Il exprime d’abord la mutation profonde de notre imaginaire de la nature et de la vie animale. Pour le constater, il suffit de songer à ce que furent, jadis, de grandes figures animales qui hantaient nos rêves collectifs : le loup, le lion, l’ours, par exemple. Ces espèces emblématiques étaient carnivores – le panda, lui, est végétarien. Ces animaux puissants constituaient des menaces, les humains devaient s’en protéger – l’impuissant panda, lui, est en danger, et notre devoir est de le préserver des risques que nous faisons peser sur sa survie. Les prédateurs d’autrefois étaient effrayants, la peluche d’aujourd’hui est émouvante. Au lieu d’avoir peur du loup, les enfants câlinent du panda. On est ainsi passé du terrible, au mignon, de la crainte à la préservation. Ce n’est plus la même nature, ni le même humain. Le culte du panda, vu comme symptôme, révèle donc que nos conceptions ont muté.
Mais il dit sans doute bien plus. Derrière la métamorphose évidente de notre regard sur la vie naturelle, se profile aussi une image moins visible de l’existence humaine. Et pourtant, en choisissant de tant glorifier le panda, on privilégie, subrepticement, un certain type de vie. Or ce modèle singulier, qui se donne pour bien sympathique, mais ne l’est peut-être pas du tout. En effet, si on regarde froidement, le panda, si mignon, s’avère être un individu plutôt nul, voire sinistre. Le journaliste américain David Plotz, après avoir fréquenté des années le fameux couple du zoo de Washington écrivait, en 1999, qu’ils sont « chiants comme la pluie » parce qu’indifférents à tout. Le gros ourson passe pour n’avoir pas un mauvais fond, mais il n’a tout simplement « pas de fond du tout ». Ce constat à contre courant ne dit pas encore quel moteur caché entretient l’enthousiasme dont les peluches vegie font l’objet.

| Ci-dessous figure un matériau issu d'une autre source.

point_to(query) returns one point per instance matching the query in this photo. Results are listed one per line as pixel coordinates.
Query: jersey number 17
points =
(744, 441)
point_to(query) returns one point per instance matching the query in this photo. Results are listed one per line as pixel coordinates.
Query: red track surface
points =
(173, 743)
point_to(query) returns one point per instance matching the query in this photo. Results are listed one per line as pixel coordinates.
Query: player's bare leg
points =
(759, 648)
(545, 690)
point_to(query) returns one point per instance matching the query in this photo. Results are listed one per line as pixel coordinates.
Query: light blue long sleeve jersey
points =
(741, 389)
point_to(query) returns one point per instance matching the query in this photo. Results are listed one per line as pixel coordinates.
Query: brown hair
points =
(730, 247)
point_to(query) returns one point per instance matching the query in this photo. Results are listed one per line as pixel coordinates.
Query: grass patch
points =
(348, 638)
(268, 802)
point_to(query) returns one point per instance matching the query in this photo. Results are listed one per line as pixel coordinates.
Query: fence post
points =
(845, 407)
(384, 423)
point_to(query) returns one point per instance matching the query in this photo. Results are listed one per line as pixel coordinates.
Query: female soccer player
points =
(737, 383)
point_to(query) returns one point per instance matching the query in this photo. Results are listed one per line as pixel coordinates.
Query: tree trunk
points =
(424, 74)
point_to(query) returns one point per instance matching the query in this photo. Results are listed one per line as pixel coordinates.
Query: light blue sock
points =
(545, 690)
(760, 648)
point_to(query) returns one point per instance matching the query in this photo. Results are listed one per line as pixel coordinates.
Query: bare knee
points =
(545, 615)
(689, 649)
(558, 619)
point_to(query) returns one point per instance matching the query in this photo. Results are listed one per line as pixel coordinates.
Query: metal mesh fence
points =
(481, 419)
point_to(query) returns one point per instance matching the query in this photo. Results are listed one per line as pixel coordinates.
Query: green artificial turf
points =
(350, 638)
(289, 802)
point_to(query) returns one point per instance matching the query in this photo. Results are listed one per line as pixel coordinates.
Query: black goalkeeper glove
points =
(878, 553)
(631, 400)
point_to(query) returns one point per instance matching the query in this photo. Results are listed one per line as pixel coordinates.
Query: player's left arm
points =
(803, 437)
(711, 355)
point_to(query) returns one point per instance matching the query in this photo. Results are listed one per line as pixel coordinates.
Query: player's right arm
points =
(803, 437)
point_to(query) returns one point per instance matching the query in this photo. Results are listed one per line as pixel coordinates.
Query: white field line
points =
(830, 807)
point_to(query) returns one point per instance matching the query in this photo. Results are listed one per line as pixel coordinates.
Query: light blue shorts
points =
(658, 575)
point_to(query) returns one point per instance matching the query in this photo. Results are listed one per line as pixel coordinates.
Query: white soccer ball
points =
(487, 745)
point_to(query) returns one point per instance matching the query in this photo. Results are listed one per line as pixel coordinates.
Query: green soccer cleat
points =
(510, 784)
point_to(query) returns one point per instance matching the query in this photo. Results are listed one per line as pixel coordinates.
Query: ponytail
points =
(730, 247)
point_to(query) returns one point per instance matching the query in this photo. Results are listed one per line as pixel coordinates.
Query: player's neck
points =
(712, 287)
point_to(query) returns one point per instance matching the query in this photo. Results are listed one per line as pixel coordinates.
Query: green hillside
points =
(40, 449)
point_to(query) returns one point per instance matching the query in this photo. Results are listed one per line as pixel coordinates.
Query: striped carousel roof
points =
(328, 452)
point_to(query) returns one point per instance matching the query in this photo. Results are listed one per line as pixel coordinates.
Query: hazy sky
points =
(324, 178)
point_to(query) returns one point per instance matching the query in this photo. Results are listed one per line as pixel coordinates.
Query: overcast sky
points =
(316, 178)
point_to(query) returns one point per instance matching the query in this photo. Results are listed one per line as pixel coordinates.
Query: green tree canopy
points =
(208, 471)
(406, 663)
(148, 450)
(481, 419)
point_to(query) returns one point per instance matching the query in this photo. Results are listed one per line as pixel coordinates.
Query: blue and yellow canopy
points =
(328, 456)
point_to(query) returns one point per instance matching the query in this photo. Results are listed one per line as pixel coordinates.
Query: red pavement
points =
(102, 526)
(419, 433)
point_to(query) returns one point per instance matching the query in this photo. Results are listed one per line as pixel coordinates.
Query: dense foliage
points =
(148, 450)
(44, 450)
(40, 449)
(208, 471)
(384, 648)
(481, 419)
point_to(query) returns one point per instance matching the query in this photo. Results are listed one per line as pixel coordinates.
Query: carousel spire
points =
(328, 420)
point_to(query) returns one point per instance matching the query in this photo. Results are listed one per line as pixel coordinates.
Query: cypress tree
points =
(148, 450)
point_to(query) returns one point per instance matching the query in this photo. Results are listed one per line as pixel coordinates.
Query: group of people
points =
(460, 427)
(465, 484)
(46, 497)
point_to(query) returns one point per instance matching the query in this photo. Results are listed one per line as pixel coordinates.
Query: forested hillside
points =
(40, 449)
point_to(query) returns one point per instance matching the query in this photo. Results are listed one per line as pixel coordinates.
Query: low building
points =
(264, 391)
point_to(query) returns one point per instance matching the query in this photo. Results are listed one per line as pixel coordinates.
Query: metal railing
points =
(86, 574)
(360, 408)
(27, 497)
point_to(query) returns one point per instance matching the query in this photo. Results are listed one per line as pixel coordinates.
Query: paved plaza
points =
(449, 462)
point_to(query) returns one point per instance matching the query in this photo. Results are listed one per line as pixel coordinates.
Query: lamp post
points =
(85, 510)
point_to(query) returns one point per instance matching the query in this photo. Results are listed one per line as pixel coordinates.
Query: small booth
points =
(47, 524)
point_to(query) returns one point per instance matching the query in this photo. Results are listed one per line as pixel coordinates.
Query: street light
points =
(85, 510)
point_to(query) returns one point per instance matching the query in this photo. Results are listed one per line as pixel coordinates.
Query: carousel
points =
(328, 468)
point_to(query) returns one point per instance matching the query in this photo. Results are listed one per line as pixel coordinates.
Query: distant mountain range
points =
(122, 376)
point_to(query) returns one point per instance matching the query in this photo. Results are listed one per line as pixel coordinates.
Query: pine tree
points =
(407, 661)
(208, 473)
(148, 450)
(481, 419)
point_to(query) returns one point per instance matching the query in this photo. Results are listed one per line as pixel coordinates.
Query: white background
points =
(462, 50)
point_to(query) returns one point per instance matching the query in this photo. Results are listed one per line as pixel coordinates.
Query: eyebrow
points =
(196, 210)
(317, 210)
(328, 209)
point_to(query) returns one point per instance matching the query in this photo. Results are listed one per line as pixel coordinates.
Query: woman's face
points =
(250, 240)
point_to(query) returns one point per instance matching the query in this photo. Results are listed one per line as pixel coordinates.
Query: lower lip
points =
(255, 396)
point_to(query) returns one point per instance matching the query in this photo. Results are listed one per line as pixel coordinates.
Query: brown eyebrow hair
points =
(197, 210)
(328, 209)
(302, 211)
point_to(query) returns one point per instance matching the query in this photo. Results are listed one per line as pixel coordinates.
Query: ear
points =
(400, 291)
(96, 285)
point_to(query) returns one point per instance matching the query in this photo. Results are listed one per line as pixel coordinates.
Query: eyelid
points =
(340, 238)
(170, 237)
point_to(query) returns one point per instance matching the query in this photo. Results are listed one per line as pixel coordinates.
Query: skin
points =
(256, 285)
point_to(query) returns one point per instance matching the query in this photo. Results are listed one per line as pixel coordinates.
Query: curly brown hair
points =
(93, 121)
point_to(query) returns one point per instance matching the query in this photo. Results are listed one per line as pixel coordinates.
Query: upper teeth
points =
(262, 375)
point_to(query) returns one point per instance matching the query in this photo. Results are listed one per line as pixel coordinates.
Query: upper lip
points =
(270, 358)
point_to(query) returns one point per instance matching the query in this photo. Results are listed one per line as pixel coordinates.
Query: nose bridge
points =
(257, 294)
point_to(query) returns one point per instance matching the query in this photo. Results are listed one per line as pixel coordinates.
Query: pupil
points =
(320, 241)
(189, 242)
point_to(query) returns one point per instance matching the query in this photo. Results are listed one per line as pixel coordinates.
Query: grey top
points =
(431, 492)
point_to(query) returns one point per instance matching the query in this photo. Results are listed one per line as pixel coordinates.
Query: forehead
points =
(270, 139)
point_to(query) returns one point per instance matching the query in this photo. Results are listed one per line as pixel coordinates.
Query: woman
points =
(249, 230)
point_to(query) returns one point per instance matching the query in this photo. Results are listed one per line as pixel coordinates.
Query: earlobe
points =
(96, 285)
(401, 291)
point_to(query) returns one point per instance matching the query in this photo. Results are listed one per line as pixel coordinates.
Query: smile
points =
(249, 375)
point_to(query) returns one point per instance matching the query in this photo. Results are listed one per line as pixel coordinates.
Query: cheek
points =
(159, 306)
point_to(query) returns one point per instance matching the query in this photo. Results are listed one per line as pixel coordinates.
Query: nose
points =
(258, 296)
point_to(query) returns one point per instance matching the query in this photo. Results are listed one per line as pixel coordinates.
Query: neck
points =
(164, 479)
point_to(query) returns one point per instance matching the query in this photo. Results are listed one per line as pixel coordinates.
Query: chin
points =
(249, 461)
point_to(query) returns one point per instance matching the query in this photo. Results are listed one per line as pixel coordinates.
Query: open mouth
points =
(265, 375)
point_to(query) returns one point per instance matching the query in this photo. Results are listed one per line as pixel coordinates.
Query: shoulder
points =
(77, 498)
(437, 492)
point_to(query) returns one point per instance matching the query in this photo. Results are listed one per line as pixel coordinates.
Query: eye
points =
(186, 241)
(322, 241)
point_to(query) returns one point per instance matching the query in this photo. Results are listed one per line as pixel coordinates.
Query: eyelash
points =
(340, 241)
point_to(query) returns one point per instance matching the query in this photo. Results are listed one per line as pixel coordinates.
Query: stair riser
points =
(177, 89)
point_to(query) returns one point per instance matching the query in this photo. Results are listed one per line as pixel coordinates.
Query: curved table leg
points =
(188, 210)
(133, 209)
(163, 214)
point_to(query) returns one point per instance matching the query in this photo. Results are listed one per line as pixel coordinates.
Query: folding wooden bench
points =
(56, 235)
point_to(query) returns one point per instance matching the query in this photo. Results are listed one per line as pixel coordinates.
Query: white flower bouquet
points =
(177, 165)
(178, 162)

Certaines informations complémentaires permettent de l’entrevoir. Rondouillard, le panda passe 14 heures par jour à mâcher du bambou. Il se déplace peu, demeure inactif la plupart du temps et se singularise une activité sexuelle extraordinairement réduite (2 ou 3 jours par an, aléatoirement). Rassemblez ces traits. Et demandez-vous si le panda ne serait pas… l’avenir de l’homme. Car c’est bien une image de nous, en filigrane, que renvoie notre admiration obstinée envers l’ursidé noir et blanc. Diagnostic : surpoids, masticage incessant, carnivore devenu végétarien par mutation génétique, indifférence générale, somnolence fréquente, inaction permanente, anaphrodisie récurrente. Aucune activité, sportive, intellectuelle, sexuelle. Pas de désir, ni de relation aux autres. Serait-ce vraiment notre idéal contemporain ? Ce n’est qu’une hypothèse. Mieux vaut arrêter. Je crains d’être poursuivi pour pandaphobie.